その意味では投資資金を全損する恐れのある投資を回避することが老後資産形成におけるリスク管理の第1ポイントになります。

となるとレバレッジをかけた運用のリスクは高すぎるのではないか、ということになります。信用取引、レバレッジをかけたFX等は実際の保有額以上にポジションを取りますから、値動きによっては資産をすべてなくす恐れがあります。
きちんと運用管理ができればいいのですが、普通の会社員が常に売買注文を出せるわけではありませんので、大きな価格変動時にすぐ対応できないこともあります。少なくとも老後資産形成を考えるなら、こうした運用の選択肢を取る必要はないといえます。

無理なく、全損のリスクを避けて老後資産作りを続けていきたいという人は、レバレッジをかけて運用をする必要はない、ということになります。
これで大きな値動き、特に大きな値下がりにより資産を一気に半減させたり全損したりするリスクを取らなくてすみます。

投資対象の集中を回避してリスクを抑える

次のステップは、特定の投資対象に資産の値下がりが依存する状態を避けるということを考えてみます。

期待リターンを高める努力は当然のことですが、個人の資産運用においては、リスクを抑え大きな損失を避ける努力も重要です。そして、リスクを抑える工夫についてはまだ十分に理解されていないように見えます。

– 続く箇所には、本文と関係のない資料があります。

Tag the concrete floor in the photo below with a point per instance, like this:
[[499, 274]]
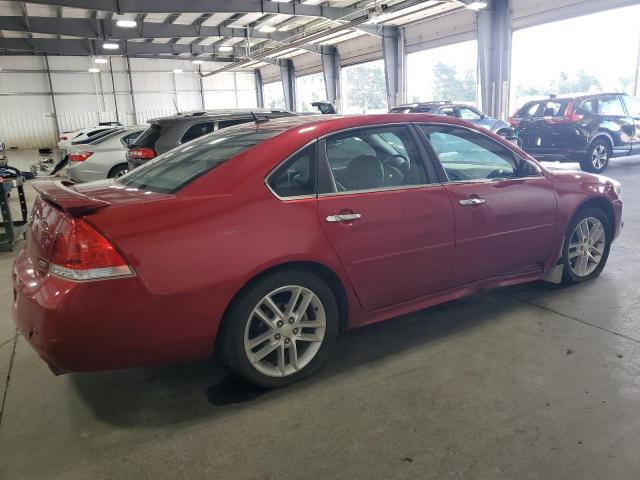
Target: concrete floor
[[531, 382]]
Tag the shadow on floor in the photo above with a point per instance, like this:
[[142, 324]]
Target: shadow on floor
[[154, 397]]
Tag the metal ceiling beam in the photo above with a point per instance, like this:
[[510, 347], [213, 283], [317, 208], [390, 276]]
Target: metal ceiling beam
[[91, 47], [101, 29], [203, 6]]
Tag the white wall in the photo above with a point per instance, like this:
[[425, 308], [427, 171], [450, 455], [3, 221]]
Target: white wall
[[83, 99]]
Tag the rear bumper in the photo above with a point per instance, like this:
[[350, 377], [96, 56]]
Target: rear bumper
[[557, 154], [108, 324]]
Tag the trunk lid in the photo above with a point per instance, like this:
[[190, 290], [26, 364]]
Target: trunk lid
[[60, 200]]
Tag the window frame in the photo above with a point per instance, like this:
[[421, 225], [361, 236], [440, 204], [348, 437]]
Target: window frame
[[442, 173], [275, 170], [326, 181]]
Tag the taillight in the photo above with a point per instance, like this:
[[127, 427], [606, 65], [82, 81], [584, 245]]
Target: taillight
[[140, 154], [81, 253], [79, 156]]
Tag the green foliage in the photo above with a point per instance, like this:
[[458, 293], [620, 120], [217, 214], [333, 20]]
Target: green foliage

例えば、2010年度の運用成績はどれくらいだったでしょうか。インデックスベースでみると日本株-9.23%、外債-7.38%でしたが、それ以上のマイナスであった人が多いのではないでしょうか。特定の株式が値下がりして運用成績を引っ張ったり、焦って実行した売買タイミングが裏目に出たり、思った以上の円高にしてやられた、という人が多かったものと思います。

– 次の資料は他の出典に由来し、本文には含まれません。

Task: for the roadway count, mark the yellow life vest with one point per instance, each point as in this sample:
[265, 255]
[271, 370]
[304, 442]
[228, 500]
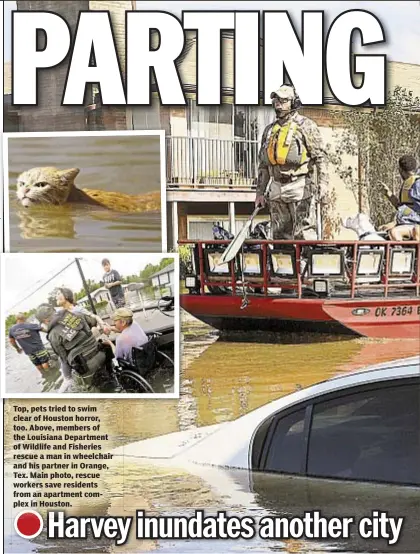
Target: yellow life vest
[280, 142]
[407, 184]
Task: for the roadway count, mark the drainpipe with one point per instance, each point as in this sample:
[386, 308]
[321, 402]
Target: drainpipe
[232, 217]
[175, 225]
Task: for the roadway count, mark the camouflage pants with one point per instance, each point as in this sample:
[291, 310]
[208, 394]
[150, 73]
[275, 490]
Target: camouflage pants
[293, 220]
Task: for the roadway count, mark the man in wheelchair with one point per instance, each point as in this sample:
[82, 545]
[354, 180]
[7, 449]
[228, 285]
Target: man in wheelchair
[130, 335]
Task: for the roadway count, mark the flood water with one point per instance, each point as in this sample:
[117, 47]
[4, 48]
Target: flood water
[125, 164]
[221, 381]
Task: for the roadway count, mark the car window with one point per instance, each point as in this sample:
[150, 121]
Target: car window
[371, 435]
[286, 450]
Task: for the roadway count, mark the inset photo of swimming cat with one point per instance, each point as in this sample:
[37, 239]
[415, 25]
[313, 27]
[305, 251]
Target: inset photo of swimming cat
[85, 191]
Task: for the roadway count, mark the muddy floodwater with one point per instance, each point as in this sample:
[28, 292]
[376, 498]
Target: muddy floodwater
[220, 381]
[129, 165]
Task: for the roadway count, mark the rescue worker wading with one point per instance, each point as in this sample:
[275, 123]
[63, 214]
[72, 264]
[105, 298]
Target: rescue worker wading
[72, 340]
[291, 148]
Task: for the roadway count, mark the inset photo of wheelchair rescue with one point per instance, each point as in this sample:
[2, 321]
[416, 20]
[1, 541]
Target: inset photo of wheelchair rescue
[90, 325]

2010年度のマーケットは大変難しい局面が続きましたが、もしあなたの2010年度の運用成績が-1%より低いのであれば、確実にリスクを抑える工夫が不足しているといえます。なぜなら2010年度、国の年金運用は-0.25%、企業年金連合会の運用は-0.52%に踏みとどまっているからです。

分散投資について懐疑的である人も多いと思いますが、リスクを抑える方法として、特定の投資対象への投資を控えることは今でも有効な投資戦略です(分散投資はそもそも元本割れしないことを保証するわけではない)。

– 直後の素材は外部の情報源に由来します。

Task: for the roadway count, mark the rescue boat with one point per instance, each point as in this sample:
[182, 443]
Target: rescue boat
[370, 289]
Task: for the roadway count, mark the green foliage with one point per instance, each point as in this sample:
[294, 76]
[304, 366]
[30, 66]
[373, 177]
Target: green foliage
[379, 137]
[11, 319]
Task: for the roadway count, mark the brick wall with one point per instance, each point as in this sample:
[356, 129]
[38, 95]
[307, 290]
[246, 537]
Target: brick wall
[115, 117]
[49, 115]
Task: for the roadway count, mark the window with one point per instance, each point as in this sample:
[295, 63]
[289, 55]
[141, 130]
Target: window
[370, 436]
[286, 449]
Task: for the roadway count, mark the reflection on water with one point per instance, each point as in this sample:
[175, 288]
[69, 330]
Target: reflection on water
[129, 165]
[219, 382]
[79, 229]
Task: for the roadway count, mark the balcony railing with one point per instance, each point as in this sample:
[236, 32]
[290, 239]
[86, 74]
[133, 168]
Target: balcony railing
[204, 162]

個人の老後資産形成においては、個別銘柄を選び売買タイミングを見計らうような運用をコアにするより、インデックスを活用し、国内外の資産に分散を行うほうが、リスクを抑えて安定的な運用が行えるようになります。国内株式一点張りも、外国株式一点張りも、値動き(特に下落時の影響)が大きすぎます。
期待リターンが仮に同じ5%でも、分散投資して±15%程度に納めるのと、±30%の幅でリスクテイクしていくのとでは値動きはまったく異なります。後者のジェットコースター運用のほうが大きく下げすぎたときの分を回復する苦労が大きくなるからです。

また、インデックス運用を活用することは、同一アセットクラス内での銘柄分散の機能もあります。例えばTOPIXで運用するインデックスなら東証一部上場の約1,600社に同時に投資をすることになりますから、個別銘柄がストップ安に陥ってもインデックス全体では大きな影響が出ずにすみます。
近年、安定的に業績を上げていた有力銘柄が短期で大きく株価を落とすケースが目立ちますが、単一銘柄への投資は高い成長銘柄を見つける可能性と同時に、市場より大きく下げる可能性も持つことになります。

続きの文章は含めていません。